The prose itself is at best serviceable, at worst overwritten and underpunctuated. Sentences like the following bit of monologue abound:
“And Her Imperial Majesty’s jubilee will not only be a celebration of 160 years of her noble reign and wise rule but will act as a starting point for a new Imperial age the like of which the world has never seen, as we approach the dawning of a new millennium.” [p126]
Count the comma. Then there’s the plain clumsy writing:
“Its scales were rough as sandpaper and one cheek was grazed from his collision with the creature.” [p114]

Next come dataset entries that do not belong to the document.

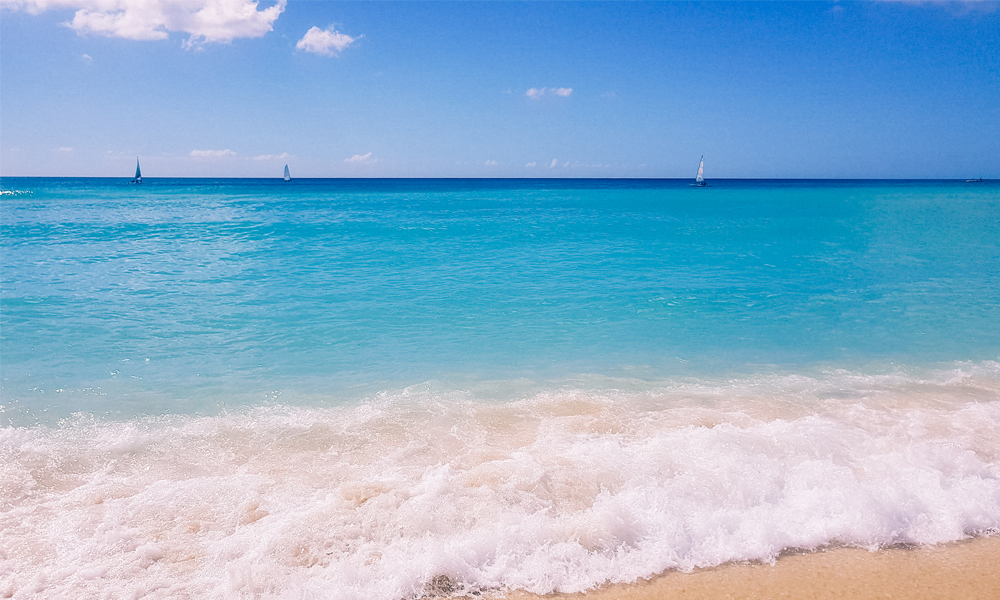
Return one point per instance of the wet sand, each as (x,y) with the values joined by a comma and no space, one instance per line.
(968,570)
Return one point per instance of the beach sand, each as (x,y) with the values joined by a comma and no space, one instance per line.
(968,570)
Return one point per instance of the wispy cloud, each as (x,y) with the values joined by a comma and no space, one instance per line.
(212,153)
(537,93)
(203,20)
(361,158)
(325,42)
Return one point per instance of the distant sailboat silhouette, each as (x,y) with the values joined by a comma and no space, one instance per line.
(700,179)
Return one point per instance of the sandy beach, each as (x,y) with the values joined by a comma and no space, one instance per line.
(968,570)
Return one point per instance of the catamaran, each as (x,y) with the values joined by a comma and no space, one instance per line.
(700,179)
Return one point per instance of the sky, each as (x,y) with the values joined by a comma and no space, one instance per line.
(236,88)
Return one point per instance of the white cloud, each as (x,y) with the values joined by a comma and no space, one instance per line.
(281,156)
(361,158)
(536,93)
(325,42)
(212,153)
(203,20)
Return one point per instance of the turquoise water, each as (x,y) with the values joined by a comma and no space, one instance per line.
(179,293)
(348,387)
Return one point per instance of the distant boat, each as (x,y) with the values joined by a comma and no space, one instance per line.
(700,179)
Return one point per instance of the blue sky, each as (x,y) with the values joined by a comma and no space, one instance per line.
(227,88)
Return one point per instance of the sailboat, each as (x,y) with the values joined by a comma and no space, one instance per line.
(699,181)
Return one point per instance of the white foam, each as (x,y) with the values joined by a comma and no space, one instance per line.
(558,491)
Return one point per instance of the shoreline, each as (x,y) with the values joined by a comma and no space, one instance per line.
(968,569)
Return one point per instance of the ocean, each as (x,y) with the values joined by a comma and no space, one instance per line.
(389,389)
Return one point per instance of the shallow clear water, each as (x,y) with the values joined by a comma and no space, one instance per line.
(349,387)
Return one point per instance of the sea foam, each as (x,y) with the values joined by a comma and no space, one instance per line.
(428,489)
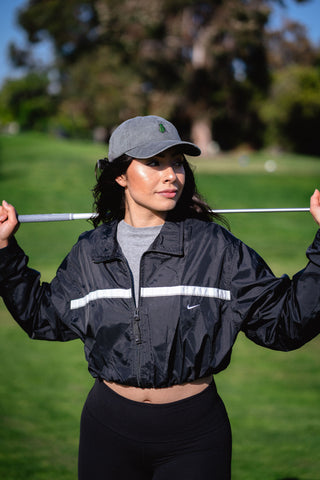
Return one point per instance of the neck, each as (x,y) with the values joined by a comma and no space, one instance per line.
(144,219)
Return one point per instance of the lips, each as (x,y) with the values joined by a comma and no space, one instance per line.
(168,193)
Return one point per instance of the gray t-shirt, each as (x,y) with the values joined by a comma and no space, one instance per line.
(134,242)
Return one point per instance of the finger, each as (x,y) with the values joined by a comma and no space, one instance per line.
(315,199)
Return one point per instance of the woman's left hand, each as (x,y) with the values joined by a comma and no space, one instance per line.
(315,206)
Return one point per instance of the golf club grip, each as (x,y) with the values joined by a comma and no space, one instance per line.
(59,217)
(45,217)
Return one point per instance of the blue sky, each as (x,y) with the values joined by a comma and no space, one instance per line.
(308,14)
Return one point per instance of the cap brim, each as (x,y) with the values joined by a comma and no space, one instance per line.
(150,150)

In context the meaning is clear, but nonetheless it’s not good writing.
Prose like that above abounds in both the narration and the dialogue. It feels breathless and often stumbles. Each time I picked up the book, it took ten or fifteen minutes before I could stop editing the text in my head and get on with the story. I do wonder if this was intended, at least in part, to come across as a bit Victorian; some kind of prose style that narrowly diverges from our own but retains a flavour of imperial stodginess. If so it doesn’t really work. Instead it sounds forced and flat.
But it’s not just this overcooked seriousness, the clumsy prose, and the stereotypes as old as the Empire itself (working class people are stupid and humble – didn’t you know?) that conspire to murder this novel. There’s also the apparent lack of authorial interest in any of the more interesting ideas that Pax Brittannia’s sources invite.
There are occasional tidbits flung the reader’s way – the aforementioned late-term attempt to develop Inspector Allardyce as an ideologically conflicted character, the steady ossification of the globe-spanning Empire, and the use of state terror for political motives – but these are window dressing. It’s a brushing-off of intellectual contemporaneousness, and when coupled with the near-total lack of irony this novel exhibits it appears merely lazy and derivative. Should it be possible today to write a novel that so willfully plumbs a history of colonialism, privilege, exploitation and prejudice without acknowledging any of this background? Empire has been divorced from context; it’s a monolithic institution that simply Is. And when the setting fails on such a fundamental level to convince, the story itself inevitably suffers.
The plot itself is passable, provided you can sink into the mechanistic progression of events and ignore the bit of your brain that’s picking at things. And I concede that the novel did provide me with a modicum of entertainment, but much of that was poking fun at it whilst reading. I’d like to think that this review helps bring some much-needed levity to the table, because it’s not provided by this shallow and humourless tale of pulp heroism.